Anton Todorov Strashimirov

The following article is from The Great Soviet Encyclopedia (1979). It might be outdated or ideologically biased.

Strashimirov, Anton Todorov


Born June 15, 1872, in Varna; died Dec. 7, 1937, in Sofia. Bulgarian writer.

After graduating from an agricultural school, Strashimirov worked as a village teacher and a civil servant. He contributed to various Social Democratic publications, propagandizing socialism. He published his first works in 1899. In his collection of short stories Laughter and Tears (1897), Strashimirov protested against the poverty and lack of rights of Bulgarian peasants. His socio-psychological novels Time of Troubles (1899) and Autumn Days (1902) exhibit strong moralistic tendencies. His drama The Vampire (1902) and his comedy The Mother-in-law (1906) were significant contributions to Bulgaria’s dramatic repertoire. During the Second Balkan War (1913) and World War 1 (1914–18), Strashimirov sided with the nationalists. His novels Crossroads (1919) and Whirlwind (1922) are concerned with the fate of the intelligentsia.
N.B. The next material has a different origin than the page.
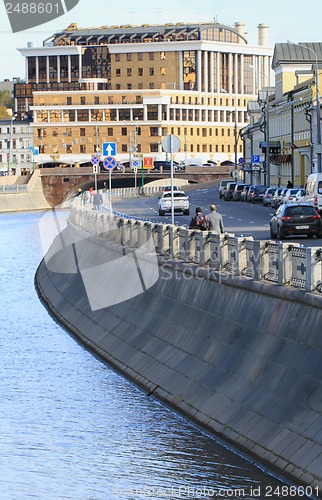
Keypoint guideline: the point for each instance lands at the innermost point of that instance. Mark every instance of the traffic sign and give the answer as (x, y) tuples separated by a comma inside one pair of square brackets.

After the September antifascist uprising of 1923, Strashimirov entered a new stage in his literary career. In 1926 and 1927 he published the literary weekly Vedrina (The Crisp Air), in which he sided with the Communists in defense of the victims of the White terror. In the novel The Round Dance (1926) he utilized elements of the grotesque and the lampoon to expose the ruling circles that suppressed the uprising. His unfinished novel Slaves (parts 1–2, 1929–30) deals with the national liberation movement and the historical region of Macedonia in the early 20th century.


Suchineniia, vols. 1–7. Sofia, 1962–63.
In Russian translation:
Khoro: Izbr. proizv. Moscow, 1967.


Il’ina, G. Ia. “A. Strashimirov.” In Ocherki istorii bolgarskoi literatury XIX–XX w. Moscow, 1959.
Nikolov, M. A. Strashimirov. Sofia, 1965.